Visto l'atto di costituzione di Amalio Battista, nonchè gli atti di intervento del Presidente del Consiglio dei ministri;
udito nell'udienza pubblica del 3 giugno 1997 il Giudice relatore Piero Alberto Capotosti;
udito l'Avvocato dello Stato Giuseppe O. Russo per il Presidente del Consiglio dei ministri.
Ritenuto in fatto
1. -- Il Pretore di Napoli, in funzione di giudice del lavoro, con ordinanza del 16 giugno 1996, ha sollevato questione di legittimità costituzionale dell'art. 2, comma 4, della legge 28 dicembre 1995, n. 549 (Misure di razionalizzazione della finanza pubblica) che stabilisce: "il rapporto tra le unità sanitarie locali e i medici di medicina generale ed i pediatri di libera scelta, convenzionati con il Servizio sanitario nazionale (...), cessa al compimento del settantesimo anno di età", in quanto si porrebbe in contrasto con gli artt. 3, 4, 32 e 33, quinto comma, della Costituzione.

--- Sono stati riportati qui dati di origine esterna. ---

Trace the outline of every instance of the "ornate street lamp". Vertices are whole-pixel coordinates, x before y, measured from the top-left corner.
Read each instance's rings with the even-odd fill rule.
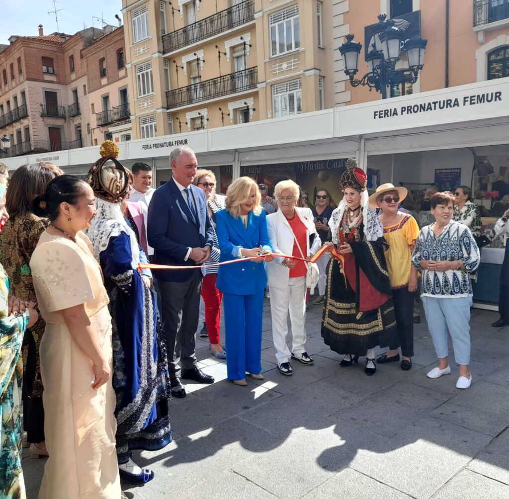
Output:
[[[348,35],[347,41],[339,47],[344,62],[345,73],[352,86],[366,86],[370,91],[374,88],[382,94],[383,99],[387,97],[388,87],[417,81],[419,72],[424,66],[428,43],[428,40],[417,35],[405,40],[407,30],[401,26],[409,23],[399,18],[386,21],[385,17],[384,14],[378,16],[378,22],[372,28],[374,43],[364,58],[369,71],[362,78],[354,77],[359,70],[359,54],[362,46],[354,41],[353,35]],[[402,43],[403,40],[405,41]],[[406,56],[408,66],[397,69],[396,65],[402,60],[402,53]]]
[[[0,138],[0,142],[2,142],[2,148],[0,148],[0,152],[7,154],[9,148],[11,147],[11,139],[6,135],[4,135],[2,138]]]

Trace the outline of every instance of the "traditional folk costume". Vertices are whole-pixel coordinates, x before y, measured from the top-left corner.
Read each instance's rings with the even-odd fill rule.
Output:
[[[366,174],[356,164],[355,159],[347,162],[340,186],[343,191],[350,187],[360,192],[360,205],[351,210],[343,200],[329,221],[336,247],[327,268],[322,336],[331,349],[346,354],[342,366],[366,355],[365,372],[371,375],[375,347],[388,346],[397,336],[383,228],[369,206]],[[341,255],[345,243],[352,252]]]
[[[0,199],[5,196],[7,177],[0,175]],[[9,312],[9,282],[0,264],[0,497],[26,497],[21,470],[21,399],[23,361],[20,354],[29,312]]]
[[[102,157],[89,175],[98,211],[89,236],[104,275],[113,326],[117,456],[121,477],[143,483],[154,473],[134,472],[132,451],[157,450],[172,440],[166,349],[154,293],[142,279],[151,277],[150,271],[137,270],[148,260],[121,210],[128,189],[126,171],[115,157]]]

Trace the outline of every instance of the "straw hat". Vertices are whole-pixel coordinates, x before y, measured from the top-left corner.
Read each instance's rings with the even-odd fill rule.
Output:
[[[397,191],[398,195],[400,197],[400,203],[406,198],[407,195],[408,193],[408,190],[406,187],[397,187],[390,183],[382,184],[381,185],[379,185],[377,187],[377,190],[375,193],[370,196],[370,206],[372,208],[378,208],[378,205],[377,204],[377,198],[381,195],[384,194],[385,192],[390,192],[391,190]]]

Il giudice era stato adito dai dottori Nicola Mezzacapo e Giuseppe Petrilli, medici di medicina generale di libera scelta, perchè riconoscesse loro il diritto di continuare a svolgere le prestazioni in regime di convenzione con la azienda sanitaria locale, che aveva comunicato ad entrambi la risoluzione del rapporto per il raggiungimento del limite di età previsto dall'art. 11 del d.P.R. 28 settembre 1990, n. 314, recante "Accordo collettivo nazionale per la regolamentazione dei rapporti con i medici di medicina generale".

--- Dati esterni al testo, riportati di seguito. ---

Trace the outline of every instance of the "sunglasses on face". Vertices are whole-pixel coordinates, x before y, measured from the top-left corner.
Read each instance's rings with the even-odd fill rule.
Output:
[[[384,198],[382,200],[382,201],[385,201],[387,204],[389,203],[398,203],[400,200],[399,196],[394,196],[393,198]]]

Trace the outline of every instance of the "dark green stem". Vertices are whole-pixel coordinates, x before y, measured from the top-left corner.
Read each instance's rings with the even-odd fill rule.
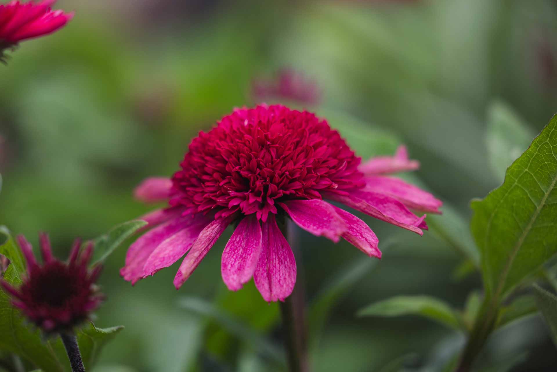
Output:
[[[66,347],[72,372],[85,372],[85,367],[83,365],[83,360],[81,359],[81,353],[77,346],[77,337],[73,334],[65,332],[61,333],[60,337]]]

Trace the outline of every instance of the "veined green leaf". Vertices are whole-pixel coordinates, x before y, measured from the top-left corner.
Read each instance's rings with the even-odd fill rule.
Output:
[[[520,156],[535,136],[524,120],[504,103],[497,101],[490,106],[486,142],[490,163],[501,182],[507,167]]]
[[[448,305],[428,296],[399,296],[375,302],[358,312],[358,316],[419,315],[460,330],[461,322]]]
[[[538,286],[534,286],[536,303],[549,327],[551,338],[557,346],[557,297]]]
[[[496,301],[557,252],[556,156],[557,115],[509,167],[503,184],[472,202],[485,286]]]
[[[124,240],[146,224],[146,222],[141,220],[128,221],[97,238],[94,240],[95,250],[91,260],[91,264],[94,265],[106,259]]]

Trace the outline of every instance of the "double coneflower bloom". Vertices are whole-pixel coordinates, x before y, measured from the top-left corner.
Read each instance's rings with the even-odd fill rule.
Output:
[[[124,278],[135,283],[187,253],[174,280],[179,288],[230,225],[221,273],[236,291],[253,278],[267,301],[284,301],[296,282],[296,262],[281,228],[290,218],[333,241],[343,238],[380,258],[371,229],[335,201],[419,235],[441,202],[385,176],[417,169],[401,147],[394,157],[361,159],[326,121],[281,105],[238,109],[189,145],[172,178],[152,178],[135,190],[168,205],[142,218],[150,231],[130,247]]]

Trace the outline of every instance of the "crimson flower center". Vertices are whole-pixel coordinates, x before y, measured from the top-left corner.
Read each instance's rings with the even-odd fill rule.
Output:
[[[281,105],[237,109],[192,142],[170,204],[217,217],[256,213],[265,221],[277,201],[363,187],[360,161],[314,114]]]

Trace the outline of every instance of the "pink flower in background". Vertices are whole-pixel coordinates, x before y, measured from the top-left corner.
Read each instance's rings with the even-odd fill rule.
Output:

Il Pretore accoglieva la domanda cautelare, previa disapplicazione della norma regolamentare, ma, nel corso del giudizio di merito, entrava in vigore la legge 28 dicembre 1995, n. 549, che prevede la medesima causa estintiva della convenzione già contenuta nell'accordo collettivo.
Il rimettente, nel delineare le argomentazioni che fondano il dubbio di costituzionalità della norma in esame, premette che "il rapporto medico generale di base - servizio sanitario é (...) un rapporto libero-professionale e quello tra il medico ed il paziente é fondato sulla libertà di scelta dell'assistito". Le due essenziali connotazioni sarebbero state progressivamente accentuate dall'evoluzione legislativa prodottasi dalla istituzione del Servizio sanitario nazionale fino al più recente riordino del settore sanitario pubblico, rispetto alla quale "la norma introdotta dalla legge 28 dicembre 1995 n. 549, nel prevedere un rigido limite legale di età all'esercizio dell'attività di medico di base (...)" appare del tutto incoerente, ponendosi in contrasto anche "con la <<deregulation>> in atto" e con l' evoluzione del sistema verso forme sempre più flessibili di organizzazione.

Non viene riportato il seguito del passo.